ライヴは、「ワルツ・フォー・デビィ」から始まり、「ブルー・イン・グリーン」で終わった。「ブルー・イン・グリーン」は、発表当時は、マイルス・デイヴィスが作曲したとクレジットされている曲だ。今日のオール・ビル・エヴァンス・プログラムと銘打ったライヴで、この曲を入れるのは、勇気のいることだったのではないかしらと、ぼくは思った。でも、「ブルー・イン・グリーン」という曲に、ビル・エヴァンスが関与していることは、演奏を聞けば誰でもうなずけるに違いない。
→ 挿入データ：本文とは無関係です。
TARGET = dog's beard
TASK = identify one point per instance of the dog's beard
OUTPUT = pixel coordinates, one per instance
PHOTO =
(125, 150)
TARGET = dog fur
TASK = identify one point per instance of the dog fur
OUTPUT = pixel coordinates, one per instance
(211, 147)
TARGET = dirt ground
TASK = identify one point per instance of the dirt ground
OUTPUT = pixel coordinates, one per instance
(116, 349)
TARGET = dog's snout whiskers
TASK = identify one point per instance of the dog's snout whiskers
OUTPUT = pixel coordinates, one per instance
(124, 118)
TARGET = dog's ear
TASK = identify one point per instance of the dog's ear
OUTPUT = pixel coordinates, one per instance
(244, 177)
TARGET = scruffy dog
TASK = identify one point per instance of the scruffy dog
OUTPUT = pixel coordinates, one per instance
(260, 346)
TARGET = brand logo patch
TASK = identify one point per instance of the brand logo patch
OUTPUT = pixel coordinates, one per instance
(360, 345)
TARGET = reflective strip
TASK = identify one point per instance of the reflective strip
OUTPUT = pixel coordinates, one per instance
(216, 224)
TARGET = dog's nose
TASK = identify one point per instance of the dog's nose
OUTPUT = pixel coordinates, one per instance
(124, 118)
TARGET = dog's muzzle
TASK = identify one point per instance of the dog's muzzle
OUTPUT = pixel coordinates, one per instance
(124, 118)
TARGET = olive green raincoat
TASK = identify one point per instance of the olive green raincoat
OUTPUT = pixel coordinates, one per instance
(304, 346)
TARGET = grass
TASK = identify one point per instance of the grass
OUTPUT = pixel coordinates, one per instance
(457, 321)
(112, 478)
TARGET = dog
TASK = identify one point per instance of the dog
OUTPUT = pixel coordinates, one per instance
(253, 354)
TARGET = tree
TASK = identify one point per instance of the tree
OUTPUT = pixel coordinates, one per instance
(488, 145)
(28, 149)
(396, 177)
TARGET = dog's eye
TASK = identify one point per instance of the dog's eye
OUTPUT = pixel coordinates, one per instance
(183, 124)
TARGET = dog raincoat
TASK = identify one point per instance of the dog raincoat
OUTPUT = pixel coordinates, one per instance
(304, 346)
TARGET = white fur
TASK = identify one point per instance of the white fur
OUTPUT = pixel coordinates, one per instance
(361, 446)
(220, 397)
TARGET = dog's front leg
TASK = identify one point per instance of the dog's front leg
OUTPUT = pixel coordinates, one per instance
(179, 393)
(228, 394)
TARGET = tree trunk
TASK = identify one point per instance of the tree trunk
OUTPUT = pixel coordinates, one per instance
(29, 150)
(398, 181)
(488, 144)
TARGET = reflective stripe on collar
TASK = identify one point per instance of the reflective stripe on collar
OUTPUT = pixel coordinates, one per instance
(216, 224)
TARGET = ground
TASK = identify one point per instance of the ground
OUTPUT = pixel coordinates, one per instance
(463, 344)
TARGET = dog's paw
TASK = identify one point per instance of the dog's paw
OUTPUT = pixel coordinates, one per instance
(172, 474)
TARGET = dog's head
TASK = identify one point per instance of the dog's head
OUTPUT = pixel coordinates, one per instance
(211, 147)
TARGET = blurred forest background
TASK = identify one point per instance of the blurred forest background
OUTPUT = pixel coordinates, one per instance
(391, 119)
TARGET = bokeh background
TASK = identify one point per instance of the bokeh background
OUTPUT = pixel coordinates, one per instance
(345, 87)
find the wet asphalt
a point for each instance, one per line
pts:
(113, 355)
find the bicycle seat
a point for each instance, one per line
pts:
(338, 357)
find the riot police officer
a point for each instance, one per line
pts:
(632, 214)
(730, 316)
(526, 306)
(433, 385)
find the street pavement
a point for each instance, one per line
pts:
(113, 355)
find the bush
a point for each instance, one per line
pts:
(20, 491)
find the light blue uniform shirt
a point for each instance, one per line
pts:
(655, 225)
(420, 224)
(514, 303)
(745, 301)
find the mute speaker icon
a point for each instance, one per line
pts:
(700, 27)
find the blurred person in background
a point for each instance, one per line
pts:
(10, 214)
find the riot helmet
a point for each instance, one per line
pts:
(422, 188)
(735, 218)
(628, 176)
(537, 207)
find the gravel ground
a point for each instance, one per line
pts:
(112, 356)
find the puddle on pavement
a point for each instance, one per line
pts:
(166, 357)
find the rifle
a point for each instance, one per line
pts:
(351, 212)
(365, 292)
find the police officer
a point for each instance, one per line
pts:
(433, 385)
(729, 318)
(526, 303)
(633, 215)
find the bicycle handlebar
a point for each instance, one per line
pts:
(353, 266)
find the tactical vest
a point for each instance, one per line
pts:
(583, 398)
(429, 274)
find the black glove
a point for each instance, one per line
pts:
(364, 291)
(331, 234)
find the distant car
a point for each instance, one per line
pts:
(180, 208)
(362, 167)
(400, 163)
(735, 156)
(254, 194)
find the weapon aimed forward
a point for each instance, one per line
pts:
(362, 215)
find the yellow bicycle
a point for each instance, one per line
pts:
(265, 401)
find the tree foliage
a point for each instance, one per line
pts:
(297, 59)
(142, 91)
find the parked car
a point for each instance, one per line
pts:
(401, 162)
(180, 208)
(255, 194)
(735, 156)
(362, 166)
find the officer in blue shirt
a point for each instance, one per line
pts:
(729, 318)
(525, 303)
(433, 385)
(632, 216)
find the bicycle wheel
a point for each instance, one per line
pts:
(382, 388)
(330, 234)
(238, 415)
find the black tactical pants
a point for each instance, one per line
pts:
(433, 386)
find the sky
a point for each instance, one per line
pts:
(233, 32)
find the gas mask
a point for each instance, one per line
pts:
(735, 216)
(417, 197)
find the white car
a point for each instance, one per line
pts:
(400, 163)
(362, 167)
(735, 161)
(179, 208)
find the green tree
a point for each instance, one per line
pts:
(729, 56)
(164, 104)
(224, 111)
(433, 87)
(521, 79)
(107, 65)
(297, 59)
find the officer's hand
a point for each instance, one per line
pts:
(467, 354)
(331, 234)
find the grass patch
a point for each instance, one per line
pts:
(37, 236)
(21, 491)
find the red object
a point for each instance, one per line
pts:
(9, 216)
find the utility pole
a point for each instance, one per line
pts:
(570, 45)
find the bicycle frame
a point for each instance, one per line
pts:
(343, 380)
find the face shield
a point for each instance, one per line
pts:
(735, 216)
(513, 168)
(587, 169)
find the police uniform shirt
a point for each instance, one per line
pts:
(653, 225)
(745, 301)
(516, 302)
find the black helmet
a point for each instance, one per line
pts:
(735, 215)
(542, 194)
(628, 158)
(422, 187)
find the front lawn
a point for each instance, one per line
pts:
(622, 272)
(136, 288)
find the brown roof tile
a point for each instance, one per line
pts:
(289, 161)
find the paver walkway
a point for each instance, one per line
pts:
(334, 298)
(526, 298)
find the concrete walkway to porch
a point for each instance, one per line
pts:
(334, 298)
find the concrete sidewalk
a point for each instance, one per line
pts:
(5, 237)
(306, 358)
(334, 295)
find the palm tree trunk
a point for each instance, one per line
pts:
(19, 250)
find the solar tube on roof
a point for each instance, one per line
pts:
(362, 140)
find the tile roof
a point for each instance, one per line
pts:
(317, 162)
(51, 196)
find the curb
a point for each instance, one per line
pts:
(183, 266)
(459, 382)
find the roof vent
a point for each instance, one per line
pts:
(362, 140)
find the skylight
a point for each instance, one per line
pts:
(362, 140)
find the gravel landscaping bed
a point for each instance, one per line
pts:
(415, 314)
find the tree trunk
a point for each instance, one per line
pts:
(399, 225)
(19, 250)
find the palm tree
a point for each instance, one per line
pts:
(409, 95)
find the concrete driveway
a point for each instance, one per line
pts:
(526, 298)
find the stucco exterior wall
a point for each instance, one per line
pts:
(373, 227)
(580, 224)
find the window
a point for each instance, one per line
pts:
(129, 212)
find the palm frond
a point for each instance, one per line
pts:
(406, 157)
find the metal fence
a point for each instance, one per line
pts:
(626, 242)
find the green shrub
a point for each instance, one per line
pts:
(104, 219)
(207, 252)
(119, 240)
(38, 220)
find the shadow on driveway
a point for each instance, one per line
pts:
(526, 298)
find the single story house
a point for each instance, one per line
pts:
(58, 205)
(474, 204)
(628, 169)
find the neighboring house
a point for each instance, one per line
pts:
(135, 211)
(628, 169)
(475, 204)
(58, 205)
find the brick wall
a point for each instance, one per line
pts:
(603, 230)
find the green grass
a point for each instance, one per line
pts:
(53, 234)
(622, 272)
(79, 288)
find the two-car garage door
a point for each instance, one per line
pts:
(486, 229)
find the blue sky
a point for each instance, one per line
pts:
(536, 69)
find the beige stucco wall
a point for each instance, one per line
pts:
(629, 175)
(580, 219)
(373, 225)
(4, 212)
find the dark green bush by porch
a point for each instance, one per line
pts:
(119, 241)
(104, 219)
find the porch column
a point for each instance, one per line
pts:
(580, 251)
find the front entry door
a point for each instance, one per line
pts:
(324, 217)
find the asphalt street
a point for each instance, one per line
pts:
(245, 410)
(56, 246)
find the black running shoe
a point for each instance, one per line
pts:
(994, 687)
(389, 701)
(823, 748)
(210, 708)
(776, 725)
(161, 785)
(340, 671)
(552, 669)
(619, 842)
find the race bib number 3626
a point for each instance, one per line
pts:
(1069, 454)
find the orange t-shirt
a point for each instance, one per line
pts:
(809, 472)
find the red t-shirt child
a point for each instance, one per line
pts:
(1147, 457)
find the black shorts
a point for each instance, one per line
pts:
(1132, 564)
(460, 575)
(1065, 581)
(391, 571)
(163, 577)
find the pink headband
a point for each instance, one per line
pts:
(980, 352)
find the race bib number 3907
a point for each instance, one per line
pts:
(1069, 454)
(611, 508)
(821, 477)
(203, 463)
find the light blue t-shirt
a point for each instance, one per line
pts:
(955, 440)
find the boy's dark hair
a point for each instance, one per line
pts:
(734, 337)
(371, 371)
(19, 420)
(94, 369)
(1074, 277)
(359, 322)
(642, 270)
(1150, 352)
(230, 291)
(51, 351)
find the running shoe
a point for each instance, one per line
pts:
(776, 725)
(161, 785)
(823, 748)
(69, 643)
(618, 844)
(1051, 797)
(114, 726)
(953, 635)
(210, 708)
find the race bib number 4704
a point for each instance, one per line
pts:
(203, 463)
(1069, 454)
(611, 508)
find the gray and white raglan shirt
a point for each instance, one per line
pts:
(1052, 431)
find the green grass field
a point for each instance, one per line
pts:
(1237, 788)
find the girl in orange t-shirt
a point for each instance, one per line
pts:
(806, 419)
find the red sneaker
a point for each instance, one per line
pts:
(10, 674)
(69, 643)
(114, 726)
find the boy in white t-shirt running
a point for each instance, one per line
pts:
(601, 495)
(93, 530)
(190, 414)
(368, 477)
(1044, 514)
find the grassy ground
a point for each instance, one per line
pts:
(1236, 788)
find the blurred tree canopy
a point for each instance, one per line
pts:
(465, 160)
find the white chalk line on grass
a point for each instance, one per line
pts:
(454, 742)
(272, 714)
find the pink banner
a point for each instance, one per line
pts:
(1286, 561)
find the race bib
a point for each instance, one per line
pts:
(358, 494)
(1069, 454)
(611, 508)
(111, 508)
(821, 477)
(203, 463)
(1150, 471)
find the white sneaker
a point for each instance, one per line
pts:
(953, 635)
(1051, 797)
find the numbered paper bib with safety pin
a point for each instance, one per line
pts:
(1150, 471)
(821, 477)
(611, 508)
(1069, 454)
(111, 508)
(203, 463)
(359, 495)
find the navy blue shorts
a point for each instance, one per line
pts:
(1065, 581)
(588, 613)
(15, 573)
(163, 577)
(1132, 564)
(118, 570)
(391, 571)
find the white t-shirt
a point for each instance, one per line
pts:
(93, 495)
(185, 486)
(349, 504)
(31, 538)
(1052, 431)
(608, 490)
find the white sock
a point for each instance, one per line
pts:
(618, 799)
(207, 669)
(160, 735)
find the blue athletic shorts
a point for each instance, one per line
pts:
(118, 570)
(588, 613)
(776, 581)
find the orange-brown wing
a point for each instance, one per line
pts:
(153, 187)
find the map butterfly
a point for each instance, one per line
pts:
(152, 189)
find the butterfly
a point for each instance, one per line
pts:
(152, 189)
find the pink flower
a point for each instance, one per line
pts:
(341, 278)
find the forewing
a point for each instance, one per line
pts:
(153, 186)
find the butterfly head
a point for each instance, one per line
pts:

ライヴが終わり、再び、おじの選んだ音楽が流れてきた。
ぼくは河田先生に質問をした、
「先生は、竹串を刺す前に、てるてる坊主がすでに死んでいたことを知っていたのではありませんか?」
「えっ!何だって?」
No.65
2023年11月13日月曜日
ぼくはしばらく沈黙して、窓の外を眺めていた。昨日の雨模様とは打って変わって、今朝は澄み切った秋の青空が広がっていた。
「加茂川くんの推理を聞かせてくれないかな」
ぼくが沈黙していると、河田先生が切り出した。
「はい。犯人は、みんなが寝静まった後に、みよちゃん家の庭に侵入し、家の裏に置いてあった脚立を伸ばして、みよちゃんの部屋の窓の下に立てかけたものと思われます。そして、脚立を上って軒下のてるてる坊主の延髄をねらって竹串をさしたのでしょう」
「…加茂川くんには、もう犯人の目星がついているみたいだね」
「ええ。まず、犯人は庭に入って迷う様子もなく、家の裏まで往復して脚立を取ってきています。それは、雨でぬかるんで土に残された足跡でわかります。脚立は、みよちゃんの部屋の窓の下に立てかけても、軒下のてるてる坊主まで手を伸ばすことは、相当上背のある人物にしかできません。そして、犯人は、てるてる坊主の延髄を正確にひと突きしています。」
「つまり、犯人は、家の脚立の置き場所を知っていて、背が高くて、しかも頭頸部の解剖をよく知っている人物ということだね」
「はい。でも、てるてる坊主を殺害することだけが目的だったら、わざわざ竹串は残しておかなかったのではないでしょうか?ぼくには、犯人が正確に延髄をついているんだということを周りに示したかったように思えます。つまり自分には正確な解剖学的な知識があるのだということを知らせるために…」
「さすがは加茂川探偵。てるてる坊主を殺したのは、きみが推理した通り、この私だ」
先生は動揺する様子もなく、いとも簡単に自白をした。しばらく先生の目を見つめていたぼくは、おもむろに口を開いた、
「動機は、何だったんですか?」
「動機ね…。今度の秋の遠足は、みよ子にとっては、もちろん加茂川くんやほかの一年生にとってもだけど、春の遠足が雨で流れてしまったので、小学校に入って初めての遠足だっただろう。それが、またもや雨で流れてしまった。みよ子はてるてる坊主まで作ってお祈りしていたのに願いがかなわなかった。きっと落ち込むんじゃないかと思って、てるてる坊主が死んだために雨になったと納得させるつもりだったんだ」
「ぼくが推理することも予想して、ですね」
「そういうことになるかな。明日の日曜日に、みよ子たちには全部話して謝ろうと思っている。加茂川くんもうちに来てくれるかな」
「はい、うかがいます」
No.64
2023年11月9日木曜日
K大学の解剖学教室は、医学部キャンパスのプラタナス並木をそれた、少し奥まった場所にある古い建物の三階にあった。一階が法医学教室、二階が病理学教室、そして三階が解剖学教室だった。ぼくは、この建物の古めかしさが好きだ。しかし、建物の老朽化が進み、医学部創設100周年記念事業の一環で、新しく建てかえる計画があるらしい。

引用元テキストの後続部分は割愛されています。